But the Pastor was not done. In a well-received gesture, he also acknowledged the worshipers who also serve as civilians at the Department of Defense, and those who work in the aerospace and defense industry, and applauded them for their noble work on behalf of our nation. This is in keeping with the reality that the irreplaceable institution that is our modern all volunteer force is underpinned by the strong support structure of our civilian defense workforce and the aerospace and defense industry.

As we go about celebrating Veterans Day, we would do well to emulate the pastor’s appreciation for our men and women in uniform, their families, and all those who support them. Our country is free and secure and the world is a much safer place because of them.
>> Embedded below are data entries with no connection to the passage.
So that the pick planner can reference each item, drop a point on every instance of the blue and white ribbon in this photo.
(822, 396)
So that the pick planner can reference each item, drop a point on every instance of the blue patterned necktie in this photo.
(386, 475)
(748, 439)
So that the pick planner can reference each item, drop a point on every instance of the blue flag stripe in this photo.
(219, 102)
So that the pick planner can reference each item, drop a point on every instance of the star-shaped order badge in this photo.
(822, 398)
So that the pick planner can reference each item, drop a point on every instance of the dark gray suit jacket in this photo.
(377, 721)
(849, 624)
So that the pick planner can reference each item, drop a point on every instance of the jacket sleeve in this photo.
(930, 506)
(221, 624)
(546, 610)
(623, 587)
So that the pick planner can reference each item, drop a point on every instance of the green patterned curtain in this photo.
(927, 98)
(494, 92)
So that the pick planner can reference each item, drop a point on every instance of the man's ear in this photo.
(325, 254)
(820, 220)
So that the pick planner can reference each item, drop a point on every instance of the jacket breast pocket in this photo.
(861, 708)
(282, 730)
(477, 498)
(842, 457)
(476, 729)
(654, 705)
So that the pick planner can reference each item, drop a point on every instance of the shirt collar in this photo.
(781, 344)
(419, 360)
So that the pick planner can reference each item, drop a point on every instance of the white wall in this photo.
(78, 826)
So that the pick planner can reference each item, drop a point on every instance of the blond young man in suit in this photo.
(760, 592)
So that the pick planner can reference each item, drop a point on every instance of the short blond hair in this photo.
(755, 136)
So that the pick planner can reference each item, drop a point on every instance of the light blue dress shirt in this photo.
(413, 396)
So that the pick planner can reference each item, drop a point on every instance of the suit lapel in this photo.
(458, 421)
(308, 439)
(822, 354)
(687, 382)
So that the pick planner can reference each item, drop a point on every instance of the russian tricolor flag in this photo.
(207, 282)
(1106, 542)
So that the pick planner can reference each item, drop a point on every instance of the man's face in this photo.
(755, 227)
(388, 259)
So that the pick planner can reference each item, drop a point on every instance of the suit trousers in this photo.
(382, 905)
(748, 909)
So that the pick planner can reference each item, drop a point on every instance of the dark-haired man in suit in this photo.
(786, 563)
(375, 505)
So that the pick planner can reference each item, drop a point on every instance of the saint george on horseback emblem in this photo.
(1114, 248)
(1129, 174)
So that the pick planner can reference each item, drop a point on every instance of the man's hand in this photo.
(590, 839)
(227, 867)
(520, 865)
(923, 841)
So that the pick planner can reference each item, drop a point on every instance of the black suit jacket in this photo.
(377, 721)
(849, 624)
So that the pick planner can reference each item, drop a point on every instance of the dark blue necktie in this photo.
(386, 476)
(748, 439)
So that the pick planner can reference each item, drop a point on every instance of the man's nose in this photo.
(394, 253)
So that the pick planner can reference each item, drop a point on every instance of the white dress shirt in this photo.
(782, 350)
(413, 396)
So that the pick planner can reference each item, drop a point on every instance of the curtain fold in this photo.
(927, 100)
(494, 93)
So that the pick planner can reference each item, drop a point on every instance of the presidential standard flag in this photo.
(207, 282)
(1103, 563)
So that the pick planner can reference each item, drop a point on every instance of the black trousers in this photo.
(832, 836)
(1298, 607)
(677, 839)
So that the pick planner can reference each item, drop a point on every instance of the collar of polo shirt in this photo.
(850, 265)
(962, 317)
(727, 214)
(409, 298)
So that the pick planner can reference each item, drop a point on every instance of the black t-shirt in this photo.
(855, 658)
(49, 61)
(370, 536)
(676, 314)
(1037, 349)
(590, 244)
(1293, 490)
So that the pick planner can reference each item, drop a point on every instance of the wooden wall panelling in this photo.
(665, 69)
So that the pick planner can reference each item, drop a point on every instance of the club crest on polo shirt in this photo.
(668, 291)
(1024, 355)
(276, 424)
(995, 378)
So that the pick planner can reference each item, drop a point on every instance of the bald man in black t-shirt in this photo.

Residents of the District of Columbia, Maryland and Virginia have special reasons to recognize how important our service members, veterans and the people who support our military are to the region. Because many of our nation’s most critical military facilities are located here, those who leave the service often take on new jobs or retire nearby, contributing their leadership, project management and technological skills to the DMV’s economy. Many of our veterans and their family members are significant contributors in our innovative industry, which equips and supports our warfighters, advanced progress in space exploration and research and helps make our air transportation system safer and more efficient. And many serve their country while working in our industry, through their membership in the National Guard and Reserve. In all, the aerospace and defense industry is a major source of jobs in the region, employing nearly 55,000.

I had the privilege of serving 32 years in the Army, and I know from that experience how much our troops in the field rely on the aerospace and defense industry to keep them well equipped, and as safe as possible in the field. It truly is a partnership that works.

Nearly 100 years ago, on November 11, 1919, the first Veterans Day was celebrated. Earlier that same year, the predecessor to the Aerospace Industries Association, the Aeronautical Chamber of Commerce, was formed. As our industry has had a long and productive engagement with our service men and women and our veterans, I believe this linkage in time is most fitting. On this and other days throughout the year, please go out of your way to thank a veteran for their service. Please thank their family members for all they do. And by all means, thank those in the military’s civilian workforce and those who work in the aerospace and defense industry — the people who work to keep our country strong, bolster our capacity to innovate and spur our economic growth. Our country is truly better because of all of them.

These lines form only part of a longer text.